Institute for Human Genetics, Faculty of Medicine, University of Belgrade, Belgrade, Serbia.
Neurol India. 2021 Sep-Oct;69(5):1380-1388. doi: 10.4103/0028-3886.329603.
A disturbed iron metabolism may damage brain and trigger disorders known as neurodegeneration with brain iron accumulation (NBIA). NBIAs are rare, inherited disorders in which responsible mutations affect the function of proteins that participate in tissue iron homeostasis.
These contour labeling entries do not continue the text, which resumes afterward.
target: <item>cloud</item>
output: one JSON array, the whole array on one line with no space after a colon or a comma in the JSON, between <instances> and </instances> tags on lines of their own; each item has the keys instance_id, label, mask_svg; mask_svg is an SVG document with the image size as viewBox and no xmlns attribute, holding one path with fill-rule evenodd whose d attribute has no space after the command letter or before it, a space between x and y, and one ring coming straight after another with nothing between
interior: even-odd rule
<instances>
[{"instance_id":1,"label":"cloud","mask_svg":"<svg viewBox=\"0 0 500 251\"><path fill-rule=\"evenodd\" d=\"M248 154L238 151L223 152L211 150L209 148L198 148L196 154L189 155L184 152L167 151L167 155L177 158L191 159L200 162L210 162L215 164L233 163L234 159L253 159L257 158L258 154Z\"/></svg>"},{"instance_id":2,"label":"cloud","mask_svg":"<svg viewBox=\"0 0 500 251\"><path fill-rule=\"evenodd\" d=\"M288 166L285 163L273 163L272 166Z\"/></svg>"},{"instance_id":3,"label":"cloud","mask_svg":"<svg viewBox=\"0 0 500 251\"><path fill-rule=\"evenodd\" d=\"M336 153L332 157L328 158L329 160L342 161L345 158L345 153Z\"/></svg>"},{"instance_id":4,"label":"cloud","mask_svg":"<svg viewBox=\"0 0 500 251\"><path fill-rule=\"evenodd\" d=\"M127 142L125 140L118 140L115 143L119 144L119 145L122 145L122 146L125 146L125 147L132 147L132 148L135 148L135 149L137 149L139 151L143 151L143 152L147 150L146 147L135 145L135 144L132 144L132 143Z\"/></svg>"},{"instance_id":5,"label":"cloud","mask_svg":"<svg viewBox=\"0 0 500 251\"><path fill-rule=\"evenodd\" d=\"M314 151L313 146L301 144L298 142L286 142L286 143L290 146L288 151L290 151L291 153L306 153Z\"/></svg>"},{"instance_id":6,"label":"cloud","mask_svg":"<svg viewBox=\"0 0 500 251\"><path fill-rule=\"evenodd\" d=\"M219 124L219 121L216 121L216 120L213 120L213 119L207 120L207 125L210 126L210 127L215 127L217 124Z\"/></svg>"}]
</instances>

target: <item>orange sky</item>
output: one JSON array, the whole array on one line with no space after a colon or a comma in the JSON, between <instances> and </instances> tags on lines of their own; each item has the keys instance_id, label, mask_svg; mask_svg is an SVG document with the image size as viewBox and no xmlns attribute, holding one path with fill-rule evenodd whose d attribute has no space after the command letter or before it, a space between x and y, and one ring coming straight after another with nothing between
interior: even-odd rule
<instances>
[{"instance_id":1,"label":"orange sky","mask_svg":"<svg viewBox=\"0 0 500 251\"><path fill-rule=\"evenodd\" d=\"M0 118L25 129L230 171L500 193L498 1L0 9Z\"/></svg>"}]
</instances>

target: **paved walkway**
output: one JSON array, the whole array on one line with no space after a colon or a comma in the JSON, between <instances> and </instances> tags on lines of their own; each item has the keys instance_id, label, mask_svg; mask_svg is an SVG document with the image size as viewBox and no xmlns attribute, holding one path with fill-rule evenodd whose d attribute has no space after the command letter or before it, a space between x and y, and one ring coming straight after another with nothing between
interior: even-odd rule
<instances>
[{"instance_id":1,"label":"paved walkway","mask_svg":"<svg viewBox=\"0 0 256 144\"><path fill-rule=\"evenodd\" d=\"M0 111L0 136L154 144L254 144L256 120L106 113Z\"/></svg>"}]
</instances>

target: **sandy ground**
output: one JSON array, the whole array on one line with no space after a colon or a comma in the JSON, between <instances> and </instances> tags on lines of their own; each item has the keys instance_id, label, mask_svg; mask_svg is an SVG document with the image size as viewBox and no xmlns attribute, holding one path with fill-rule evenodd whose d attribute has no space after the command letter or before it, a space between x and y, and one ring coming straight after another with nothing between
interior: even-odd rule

Accumulated iron, which may be recognized as a low signal intensity on T2-weighted MRI images, oftentimes points to a diagnosis. Recent genetic discoveries confirm that NBIA is not a homogenous group of diseases. Fifteen different NBIAs have been described to date; among these, autosomal recessive inheritance was reported in 13, and autosmal dominant and X-linked dominant inheritance in one disease, respectively. Among NBIAs, the most common is pantothenate kinase-associated neurodegeneration (PKAN-NBIA 1) (30%-50% of all NBIA cases), that occurrs as a consequence of the autosomal recessive mutation in PANK2 gene, followed by phospholipase 2-associated neurodegeneration (PLAN, NBIA 2), due to mutation in PLA2G6 gene, and mitochondrial membrane protein-associated neurodegeneration (MPAN) with the underlying C19orf12 mutation [Table 1]. NBIAs are characterized by complex motor presentations from early-onset degeneration and premature fatality to adult-onset parkinsonism and dystonia. Epileptic seizures, pyramidal signs, visual disorders, and cognitive deterioration can develop. NBIAs are often refractory to therapeutical strategies, although certain interventions may provide significant symptomatic relief in selected patients. In this review, we discuss the expanding clinical spectrum of these complex and rare syndromes, their genetic and imaging features, and potential therapeutical targets and strategies.
铁代谢紊乱可能会损害大脑并引发神经退行性疾病,称为脑铁蓄积的神经退行性疾病(NBIA)。NBIA 是罕见的遗传性疾病,其相关突变会影响参与组织铁稳态的蛋白质的功能。在 T2 加权 MRI 图像上,铁的积累通常表现为低信号强度,这常常指向诊断。最近的遗传发现证实,NBIA 不是一组同质的疾病。迄今为止,已经描述了 15 种不同的 NBIA;其中,13 种为常染色体隐性遗传,1 种为常染色体显性遗传和 X 连锁显性遗传。在 NBIA 中,最常见的是泛酸激酶相关神经退行性变(PKAN-NBIA 1)(所有 NBIA 病例的 30%-50%),这是由于 PANK2 基因突变引起的常染色体隐性遗传,其次是磷脂酶 2 相关神经退行性变(PLAN,NBIA 2),这是由于 PLA2G6 基因突变引起的,以及线粒体膜蛋白相关神经退行性变(MPAN),其潜在的 C19orf12 突变[表 1]。NBIA 的特点是复杂的运动表现,从早发性退行性变和早发性死亡到成年期帕金森病和肌张力障碍。可能会出现癫痫发作、锥体束征、视力障碍和认知功能恶化。NBIA 通常对治疗策略有抗性,尽管某些干预措施可能会为某些患者提供显著的症状缓解。在这篇综述中,我们讨论了这些复杂且罕见的综合征不断扩大的临床谱,以及它们的遗传和成像特征以及潜在的治疗靶点和策略。